Steve Hilton – the former adviser to Prime Minister David Cameron and potential mayoral candidate – is famously laid back. He came round to my house for coffee during his time in Downing Street, dressed in trainers, a baggy T-shirt and shorts. He cycles everywhere. But just because he does not wear a suit is no reason to assume the 45-year-old’s thinking is sloppy – far from it. Now a professor at Stanford University, Hilton has been in the UK promoting his new book, More Human.
At a talk the other day, he dared to suggest that teenagers should be banned from carrying smartphones until they are 18. He says that easily available porn is having a brutalising effect on boys. Girls are viewed as objects to be passed around.
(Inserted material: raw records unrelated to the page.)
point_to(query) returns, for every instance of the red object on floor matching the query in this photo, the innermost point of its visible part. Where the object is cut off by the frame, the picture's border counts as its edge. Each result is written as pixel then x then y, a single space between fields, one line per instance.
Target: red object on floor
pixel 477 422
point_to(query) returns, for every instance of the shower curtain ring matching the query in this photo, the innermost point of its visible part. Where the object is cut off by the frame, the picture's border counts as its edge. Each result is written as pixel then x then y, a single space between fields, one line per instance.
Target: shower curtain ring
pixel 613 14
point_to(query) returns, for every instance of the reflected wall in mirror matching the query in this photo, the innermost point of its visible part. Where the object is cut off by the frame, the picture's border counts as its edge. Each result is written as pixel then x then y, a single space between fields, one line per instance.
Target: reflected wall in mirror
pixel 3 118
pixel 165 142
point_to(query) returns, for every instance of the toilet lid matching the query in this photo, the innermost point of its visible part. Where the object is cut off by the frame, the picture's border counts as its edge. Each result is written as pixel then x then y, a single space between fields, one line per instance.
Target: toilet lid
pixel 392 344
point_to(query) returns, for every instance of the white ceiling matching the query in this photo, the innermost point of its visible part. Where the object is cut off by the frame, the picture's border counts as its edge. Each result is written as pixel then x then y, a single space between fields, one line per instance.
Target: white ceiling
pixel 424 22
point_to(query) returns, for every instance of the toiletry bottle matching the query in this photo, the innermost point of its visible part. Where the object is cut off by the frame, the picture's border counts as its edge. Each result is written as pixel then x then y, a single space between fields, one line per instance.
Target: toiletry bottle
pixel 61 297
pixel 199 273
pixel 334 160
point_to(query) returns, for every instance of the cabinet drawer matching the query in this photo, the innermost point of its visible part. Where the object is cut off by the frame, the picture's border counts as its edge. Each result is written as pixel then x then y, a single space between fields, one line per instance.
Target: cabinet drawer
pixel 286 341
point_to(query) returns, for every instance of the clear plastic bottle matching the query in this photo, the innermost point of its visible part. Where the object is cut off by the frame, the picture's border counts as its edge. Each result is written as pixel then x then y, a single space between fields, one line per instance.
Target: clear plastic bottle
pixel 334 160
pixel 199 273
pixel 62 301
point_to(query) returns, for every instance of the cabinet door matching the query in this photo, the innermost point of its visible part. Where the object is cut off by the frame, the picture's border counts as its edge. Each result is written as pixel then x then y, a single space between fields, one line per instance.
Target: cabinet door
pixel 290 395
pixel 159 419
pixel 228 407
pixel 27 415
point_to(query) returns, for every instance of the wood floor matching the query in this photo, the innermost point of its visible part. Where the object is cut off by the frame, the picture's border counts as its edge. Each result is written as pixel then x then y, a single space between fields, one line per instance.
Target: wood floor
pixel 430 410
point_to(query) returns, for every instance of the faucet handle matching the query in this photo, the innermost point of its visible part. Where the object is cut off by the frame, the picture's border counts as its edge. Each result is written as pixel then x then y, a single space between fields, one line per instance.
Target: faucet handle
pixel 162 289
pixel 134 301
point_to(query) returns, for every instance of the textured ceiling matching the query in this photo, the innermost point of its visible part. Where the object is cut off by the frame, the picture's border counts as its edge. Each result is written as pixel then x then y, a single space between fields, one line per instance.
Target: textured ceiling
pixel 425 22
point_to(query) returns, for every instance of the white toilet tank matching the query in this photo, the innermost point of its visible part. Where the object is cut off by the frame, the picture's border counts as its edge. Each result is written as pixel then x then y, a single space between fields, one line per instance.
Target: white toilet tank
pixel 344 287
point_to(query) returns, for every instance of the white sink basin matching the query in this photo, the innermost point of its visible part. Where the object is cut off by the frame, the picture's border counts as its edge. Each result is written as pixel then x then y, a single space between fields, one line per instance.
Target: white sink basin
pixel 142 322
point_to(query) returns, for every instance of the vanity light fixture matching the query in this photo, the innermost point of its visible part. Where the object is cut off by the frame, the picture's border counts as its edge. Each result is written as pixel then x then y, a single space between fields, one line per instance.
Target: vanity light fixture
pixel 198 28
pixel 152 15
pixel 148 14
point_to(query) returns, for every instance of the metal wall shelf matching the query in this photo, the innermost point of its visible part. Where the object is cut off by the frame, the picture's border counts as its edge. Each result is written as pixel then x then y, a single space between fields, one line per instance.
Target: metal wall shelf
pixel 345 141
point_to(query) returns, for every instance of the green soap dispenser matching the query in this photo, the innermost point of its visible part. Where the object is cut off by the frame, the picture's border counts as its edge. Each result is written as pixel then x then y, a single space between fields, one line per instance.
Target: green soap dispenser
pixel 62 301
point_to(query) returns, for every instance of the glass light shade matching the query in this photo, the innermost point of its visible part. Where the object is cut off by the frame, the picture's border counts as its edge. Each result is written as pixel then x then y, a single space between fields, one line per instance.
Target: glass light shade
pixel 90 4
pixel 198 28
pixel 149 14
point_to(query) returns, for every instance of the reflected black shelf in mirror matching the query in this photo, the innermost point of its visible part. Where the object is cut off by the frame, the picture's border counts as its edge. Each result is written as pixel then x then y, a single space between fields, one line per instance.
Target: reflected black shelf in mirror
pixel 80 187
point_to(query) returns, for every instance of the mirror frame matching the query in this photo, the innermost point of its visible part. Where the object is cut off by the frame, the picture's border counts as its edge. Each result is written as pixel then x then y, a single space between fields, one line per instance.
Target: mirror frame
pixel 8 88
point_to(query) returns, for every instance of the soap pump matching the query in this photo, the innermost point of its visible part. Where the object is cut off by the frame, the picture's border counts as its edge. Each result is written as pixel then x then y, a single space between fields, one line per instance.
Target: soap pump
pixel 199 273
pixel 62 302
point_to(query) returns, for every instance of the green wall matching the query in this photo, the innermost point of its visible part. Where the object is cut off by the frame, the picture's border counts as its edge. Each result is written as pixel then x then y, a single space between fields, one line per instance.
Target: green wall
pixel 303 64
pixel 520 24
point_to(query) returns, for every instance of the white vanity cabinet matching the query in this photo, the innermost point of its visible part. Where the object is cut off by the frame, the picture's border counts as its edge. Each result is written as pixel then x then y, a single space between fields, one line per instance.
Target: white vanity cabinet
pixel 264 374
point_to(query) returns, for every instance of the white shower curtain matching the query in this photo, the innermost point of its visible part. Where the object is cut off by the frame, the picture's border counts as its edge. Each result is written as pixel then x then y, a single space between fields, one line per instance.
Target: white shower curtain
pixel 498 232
Phones allow them to share imagery, make snap judgements and communicate without ever speaking.
My friends with teenagers complain their children have lost the power of speech (not that my generation was particularly communicative), that they watch television while texting and commenting online, and spend hours just staring at tiny screens.
In the US, many schools are banning smartphones and tablets, so why is the same not happening here? Some do, but all UK schools should install secure bins inside their gates and pay for guards to remove gadgets from pupils. We all know teens cheekily sit with their phones on silent mode, operating them behind a teacher’s back, even when they are supposedly banned. The people at Apple who invented these phones and tablets don’t let their own children use them – doesn’t that say it all? Some bosses in Silicon Valley go as far as preventing their children from using the internet at all until they are teenagers.